# Stick for the Camera



## Jay Wirth (Sep 7, 2014)

Early this spring I cut this oak sapling while clearing some brush. This was to be my first attempt at making a walking stick from scratch. I shaved the bark and prepared the ends with wax and left it in the garage to begin drying. This piece began a bit over 6' and had plenty of room for cutting it down if either of the ends split. This turned out bad as my garage gets quite hot in the summer and there were a couple pretty large cracks along most of this piece. I cut away the worst of the sapling and was left with a piece around 50" with nice character. It would be good for a cane if I ever get the request to make one. There was a 10" crack just under the 'elbow' that didn't seem to bad, so once the stick was dry I experimented with injecting lacquer to fill in the space. I still had no real use for this sapling and I let it dry in a cooler dry place for the remainder of the summer. Throughout the summer I would be tempted to admire the stick and was sure it would make a nice cane.

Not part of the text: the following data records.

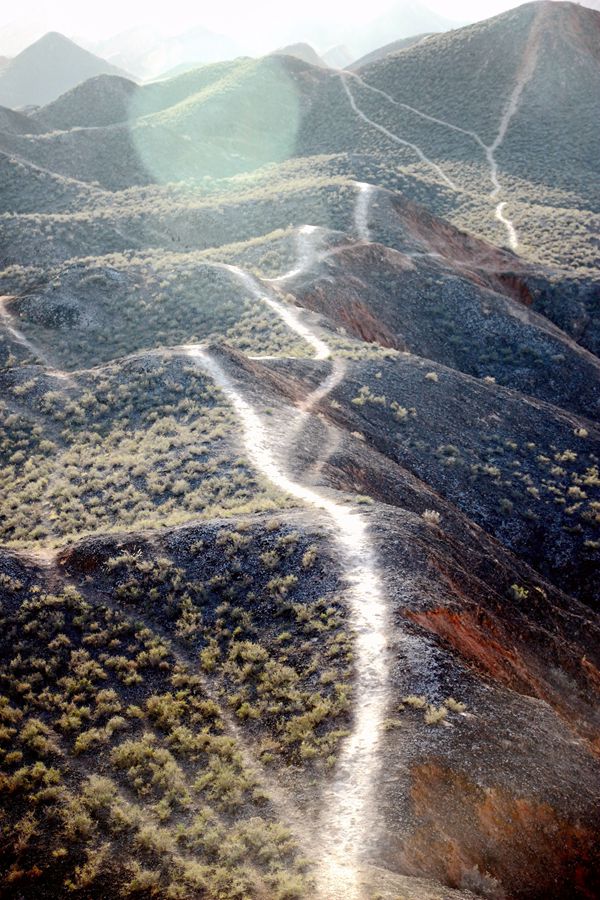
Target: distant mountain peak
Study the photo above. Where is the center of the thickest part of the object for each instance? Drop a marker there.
(48, 68)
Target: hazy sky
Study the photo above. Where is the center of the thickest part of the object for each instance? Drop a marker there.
(249, 21)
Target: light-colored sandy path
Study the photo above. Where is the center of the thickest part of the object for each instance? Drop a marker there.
(394, 137)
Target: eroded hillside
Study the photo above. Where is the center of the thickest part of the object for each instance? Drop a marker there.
(299, 478)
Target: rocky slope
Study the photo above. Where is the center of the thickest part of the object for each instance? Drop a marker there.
(299, 478)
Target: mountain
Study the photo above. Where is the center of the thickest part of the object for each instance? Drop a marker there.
(149, 55)
(381, 52)
(299, 476)
(46, 69)
(303, 52)
(338, 57)
(402, 20)
(96, 102)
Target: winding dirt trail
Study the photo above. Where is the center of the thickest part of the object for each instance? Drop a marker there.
(524, 75)
(345, 827)
(362, 209)
(347, 808)
(9, 323)
(394, 137)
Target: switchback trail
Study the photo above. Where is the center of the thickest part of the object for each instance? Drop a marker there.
(524, 75)
(345, 828)
(394, 137)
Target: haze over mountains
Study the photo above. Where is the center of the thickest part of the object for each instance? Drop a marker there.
(299, 469)
(46, 69)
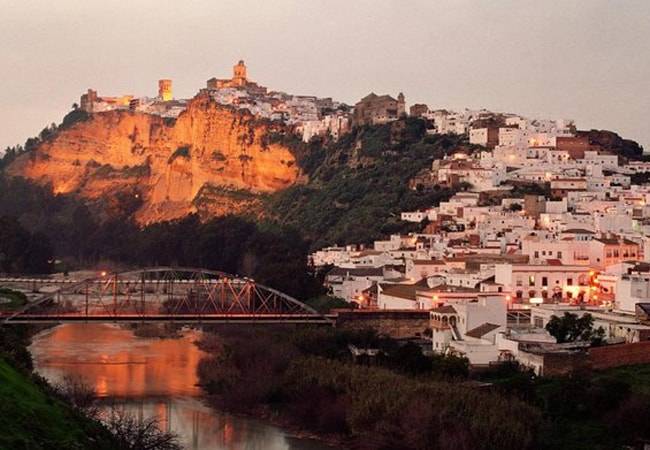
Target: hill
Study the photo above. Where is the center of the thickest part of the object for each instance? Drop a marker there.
(359, 185)
(33, 419)
(211, 160)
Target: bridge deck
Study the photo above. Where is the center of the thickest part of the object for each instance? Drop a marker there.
(181, 318)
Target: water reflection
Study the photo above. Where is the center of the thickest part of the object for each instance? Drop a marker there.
(152, 377)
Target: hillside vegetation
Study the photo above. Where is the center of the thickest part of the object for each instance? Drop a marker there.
(33, 419)
(359, 185)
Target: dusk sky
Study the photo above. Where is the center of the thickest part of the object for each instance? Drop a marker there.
(587, 60)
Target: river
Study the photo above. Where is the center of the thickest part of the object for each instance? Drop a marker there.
(153, 377)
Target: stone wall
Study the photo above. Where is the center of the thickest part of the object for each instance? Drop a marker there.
(396, 324)
(619, 355)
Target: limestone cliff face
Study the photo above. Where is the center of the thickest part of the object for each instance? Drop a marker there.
(210, 159)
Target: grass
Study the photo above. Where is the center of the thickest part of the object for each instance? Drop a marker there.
(33, 419)
(637, 377)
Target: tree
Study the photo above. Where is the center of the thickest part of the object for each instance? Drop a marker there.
(571, 328)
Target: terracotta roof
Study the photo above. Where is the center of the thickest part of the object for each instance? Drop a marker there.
(445, 309)
(428, 262)
(448, 288)
(357, 272)
(405, 291)
(482, 330)
(578, 231)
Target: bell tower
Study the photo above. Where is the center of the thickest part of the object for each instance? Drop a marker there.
(239, 73)
(165, 90)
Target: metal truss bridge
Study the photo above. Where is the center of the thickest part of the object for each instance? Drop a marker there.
(161, 294)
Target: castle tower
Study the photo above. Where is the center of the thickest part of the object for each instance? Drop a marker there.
(165, 90)
(401, 105)
(239, 73)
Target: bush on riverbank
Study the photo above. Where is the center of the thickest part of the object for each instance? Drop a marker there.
(303, 376)
(33, 419)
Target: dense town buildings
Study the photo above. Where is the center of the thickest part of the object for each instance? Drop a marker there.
(494, 264)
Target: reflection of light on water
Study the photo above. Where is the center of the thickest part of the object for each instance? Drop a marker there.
(101, 387)
(155, 378)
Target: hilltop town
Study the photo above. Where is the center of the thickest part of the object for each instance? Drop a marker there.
(545, 220)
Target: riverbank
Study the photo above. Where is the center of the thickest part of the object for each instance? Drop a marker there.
(33, 418)
(303, 379)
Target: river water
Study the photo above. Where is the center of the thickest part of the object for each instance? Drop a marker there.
(153, 377)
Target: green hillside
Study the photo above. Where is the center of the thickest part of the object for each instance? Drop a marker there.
(32, 419)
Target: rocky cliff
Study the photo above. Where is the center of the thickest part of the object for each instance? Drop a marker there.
(211, 160)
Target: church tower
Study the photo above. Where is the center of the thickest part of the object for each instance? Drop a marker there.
(239, 73)
(401, 105)
(165, 90)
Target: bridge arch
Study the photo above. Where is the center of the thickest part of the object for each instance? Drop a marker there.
(182, 294)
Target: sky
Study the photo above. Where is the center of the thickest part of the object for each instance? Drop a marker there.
(587, 60)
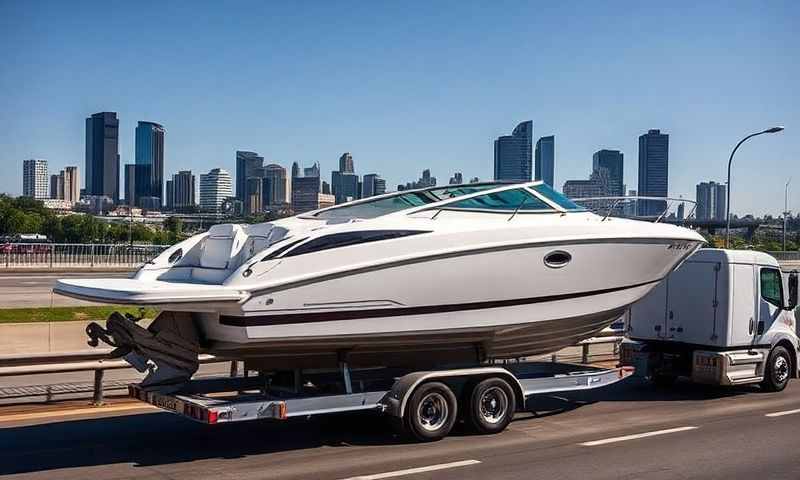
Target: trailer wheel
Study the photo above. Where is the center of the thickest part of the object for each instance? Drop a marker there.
(431, 412)
(491, 405)
(778, 371)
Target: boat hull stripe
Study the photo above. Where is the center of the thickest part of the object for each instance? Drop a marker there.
(312, 317)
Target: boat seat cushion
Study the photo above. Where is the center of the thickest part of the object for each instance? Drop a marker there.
(222, 246)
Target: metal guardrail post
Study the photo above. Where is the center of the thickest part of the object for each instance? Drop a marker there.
(97, 399)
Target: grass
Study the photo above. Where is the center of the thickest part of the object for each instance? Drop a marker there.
(66, 314)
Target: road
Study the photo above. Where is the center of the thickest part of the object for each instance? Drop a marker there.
(627, 431)
(35, 289)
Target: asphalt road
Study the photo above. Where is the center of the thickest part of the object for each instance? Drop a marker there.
(627, 431)
(35, 289)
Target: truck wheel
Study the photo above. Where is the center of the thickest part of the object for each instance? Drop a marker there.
(431, 412)
(778, 371)
(491, 406)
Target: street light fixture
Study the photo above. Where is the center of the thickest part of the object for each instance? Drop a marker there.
(730, 160)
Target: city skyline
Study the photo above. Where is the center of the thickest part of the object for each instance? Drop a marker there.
(593, 95)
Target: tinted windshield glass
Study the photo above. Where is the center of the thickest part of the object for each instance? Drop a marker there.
(384, 206)
(506, 200)
(555, 197)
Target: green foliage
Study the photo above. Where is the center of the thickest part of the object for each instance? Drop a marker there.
(24, 215)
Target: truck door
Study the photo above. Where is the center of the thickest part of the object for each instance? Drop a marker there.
(770, 304)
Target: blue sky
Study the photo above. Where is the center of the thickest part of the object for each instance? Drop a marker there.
(407, 86)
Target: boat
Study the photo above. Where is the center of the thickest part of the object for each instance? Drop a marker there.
(440, 275)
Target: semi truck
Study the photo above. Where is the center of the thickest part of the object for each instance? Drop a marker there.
(724, 317)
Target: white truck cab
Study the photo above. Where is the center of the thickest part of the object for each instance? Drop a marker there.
(724, 317)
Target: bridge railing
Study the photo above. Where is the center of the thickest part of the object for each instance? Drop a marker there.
(54, 255)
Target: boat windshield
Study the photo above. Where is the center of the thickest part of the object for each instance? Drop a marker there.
(401, 201)
(559, 199)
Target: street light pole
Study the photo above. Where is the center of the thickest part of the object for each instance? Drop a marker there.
(785, 210)
(728, 193)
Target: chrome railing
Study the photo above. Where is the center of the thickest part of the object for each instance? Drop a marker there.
(52, 255)
(627, 206)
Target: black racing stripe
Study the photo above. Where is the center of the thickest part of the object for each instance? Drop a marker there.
(288, 319)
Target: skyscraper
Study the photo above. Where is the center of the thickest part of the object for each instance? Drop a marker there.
(183, 191)
(215, 187)
(149, 179)
(711, 201)
(71, 184)
(346, 163)
(611, 160)
(653, 171)
(129, 184)
(512, 154)
(34, 179)
(102, 155)
(373, 185)
(248, 164)
(344, 186)
(545, 159)
(57, 186)
(277, 179)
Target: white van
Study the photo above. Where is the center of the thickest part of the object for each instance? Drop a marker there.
(723, 317)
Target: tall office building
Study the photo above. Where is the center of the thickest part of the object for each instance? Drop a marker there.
(149, 161)
(254, 202)
(653, 171)
(57, 186)
(711, 201)
(512, 154)
(611, 160)
(344, 186)
(182, 198)
(277, 182)
(102, 155)
(248, 164)
(216, 187)
(71, 184)
(346, 163)
(312, 171)
(34, 179)
(545, 159)
(129, 184)
(373, 185)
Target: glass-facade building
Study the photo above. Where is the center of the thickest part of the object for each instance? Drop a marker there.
(149, 179)
(513, 160)
(653, 171)
(613, 161)
(102, 155)
(545, 159)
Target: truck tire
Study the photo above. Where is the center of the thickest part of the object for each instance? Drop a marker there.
(778, 370)
(491, 406)
(431, 412)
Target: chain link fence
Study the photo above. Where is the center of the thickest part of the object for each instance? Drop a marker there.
(56, 255)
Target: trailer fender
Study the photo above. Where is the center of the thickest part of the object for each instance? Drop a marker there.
(397, 398)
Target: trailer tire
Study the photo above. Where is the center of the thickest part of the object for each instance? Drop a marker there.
(778, 370)
(431, 412)
(491, 406)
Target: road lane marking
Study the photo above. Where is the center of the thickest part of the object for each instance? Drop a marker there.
(412, 471)
(635, 436)
(15, 417)
(785, 412)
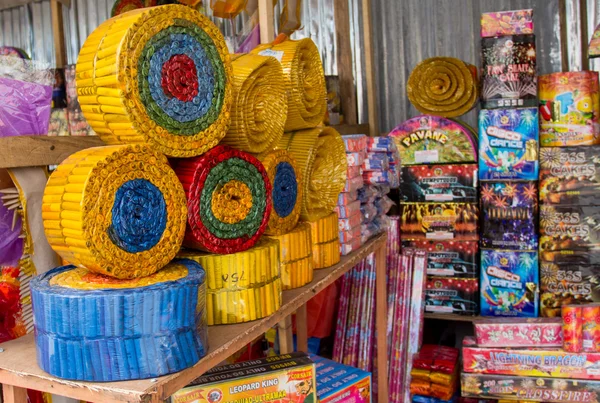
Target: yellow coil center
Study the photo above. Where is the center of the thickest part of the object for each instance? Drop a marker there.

My youngest daughter is very competitive in high school soccer and is hopeful to continue playing at the college level. The wife and I purchased a video camera recently to capture some shots to post for prospective colleges. (Shameless Plug: check youtube Emily vs Corning gravedigger mix and Emily at UE) My first attempt at video capture was very shaky (Emily vs Corning) so I decided to take the stick I saved and make a monopod. After drying since the spring I began hitting the drum sander and sand paper. I carved the tip down before more sanding for a nicer transition and whittled the end so the 3/4 copper coupler sits flush. For the camera mount I found a bolt that fit the camera and a fender washer with a larger circumference than the stick. I cut a few inches below the top where I thought would be ok for the 'break'. I drilled the shaft of the stick to fit the bolt leaving about 1/4" to attach the camera and used epoxy to set the bolt and washer. In the cap I drilled the same hole and gently pressed a nut to indicate where I should whittle away. Once this was done I epoxied a nut into the cap. I used my grinding wheel and drum sander to shape the edges of the washer and blend the pieces together. It was a little difficult and took some time to get the cap to screw on and seat where the grain of the wood lined up. Once satisfied a little more sanding. I finished with two coats of stain along with three coats of clear lacquer. You can see with the second video (Emily at UE) the stick makes a lot of difference.


----------



## cobalt (Nov 14, 2013)

I think a stick thats multi purpose is a great idea

Try looking at CAS14 sticks in the gallery he has a great muti finctional stick with camera mount mesuring gauge etc its a good idea

regarding the length of you stick ,i would have thought 50" would be okay for a hiking pole. They say here anyway that a good hiking pole should come up to the armpit.This is how i make sticks for my customers and that includes the topper.

as long as theres enougth room to hold the stick at a right angle to the elbow its fine. Where as a walking stick or cane as you call them should come to the height of the wrist when holding your arm down in a relaxed position.

.will check out the vids later

have fun


----------



## Jay Wirth (Sep 7, 2014)

I will eventually make a monopod that is a walking stick length. This stick works nice at about 47" as most of the video that I will shoot will be from a sitting position.


----------